Results are written to .agentv/results/eval_<timestamp>.jsonl.

Common Options

Override Target

Run against a different target than specified in the eval file:

agentv eval --target azure_base evals/**/*.yaml

Run Specific Eval Case

Run a single eval case by ID:

agentv eval --eval-id case-123 evals/my-eval.yaml

Dry Run

Test the harness flow with mock responses (does not call real providers):

agentv eval --dry-run evals/my-eval.yaml

Output to Specific File

agentv eval evals/my-eval.yaml --out results/baseline.jsonl

Workspace Cleanup

When using workspace_template, temporary workspaces are created for each eval case.
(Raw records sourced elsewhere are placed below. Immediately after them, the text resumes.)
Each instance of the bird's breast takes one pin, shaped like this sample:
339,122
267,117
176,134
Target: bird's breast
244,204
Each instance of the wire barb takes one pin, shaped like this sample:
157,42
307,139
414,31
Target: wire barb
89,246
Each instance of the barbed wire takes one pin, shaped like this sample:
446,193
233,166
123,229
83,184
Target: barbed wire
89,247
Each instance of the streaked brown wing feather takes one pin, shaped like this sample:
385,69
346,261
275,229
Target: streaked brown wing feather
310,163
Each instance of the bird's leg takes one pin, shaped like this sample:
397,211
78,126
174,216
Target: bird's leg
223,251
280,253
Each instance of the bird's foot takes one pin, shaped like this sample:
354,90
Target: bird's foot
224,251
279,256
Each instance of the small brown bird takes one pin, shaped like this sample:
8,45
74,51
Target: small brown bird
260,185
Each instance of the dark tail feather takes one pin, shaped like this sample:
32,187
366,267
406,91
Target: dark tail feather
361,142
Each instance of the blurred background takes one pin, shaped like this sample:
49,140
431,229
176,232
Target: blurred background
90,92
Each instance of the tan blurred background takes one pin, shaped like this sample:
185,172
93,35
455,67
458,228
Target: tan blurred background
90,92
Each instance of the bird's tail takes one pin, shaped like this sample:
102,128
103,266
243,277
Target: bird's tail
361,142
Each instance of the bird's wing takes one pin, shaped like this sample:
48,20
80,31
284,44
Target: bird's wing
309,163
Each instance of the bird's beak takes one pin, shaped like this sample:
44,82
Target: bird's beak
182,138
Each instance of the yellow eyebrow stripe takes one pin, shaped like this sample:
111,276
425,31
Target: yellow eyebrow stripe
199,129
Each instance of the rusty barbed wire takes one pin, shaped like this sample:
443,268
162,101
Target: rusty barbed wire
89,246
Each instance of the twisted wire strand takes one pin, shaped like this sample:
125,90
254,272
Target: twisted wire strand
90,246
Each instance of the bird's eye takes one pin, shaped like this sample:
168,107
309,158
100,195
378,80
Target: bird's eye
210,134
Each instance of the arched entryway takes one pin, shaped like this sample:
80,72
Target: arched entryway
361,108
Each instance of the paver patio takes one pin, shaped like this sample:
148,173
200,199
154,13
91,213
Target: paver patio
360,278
By default, workspaces are cleaned up on success and preserved on failure for debugging.

# Always keep workspaces (for debugging)
agentv eval evals/my-eval.yaml --keep-workspaces

# Always cleanup workspaces (even on failure)
agentv eval evals/my-eval.yaml --cleanup-workspaces

Workspaces are stored at ~/.agentv/workspaces/<eval-run-id>/<case-id>/.

Validate Before Running

Check eval files for schema errors without executing:

agentv validate evals/my-eval.yaml

All Options

Run agentv eval --help for the full list of options including workers, timeouts, output formats, and trace dumping.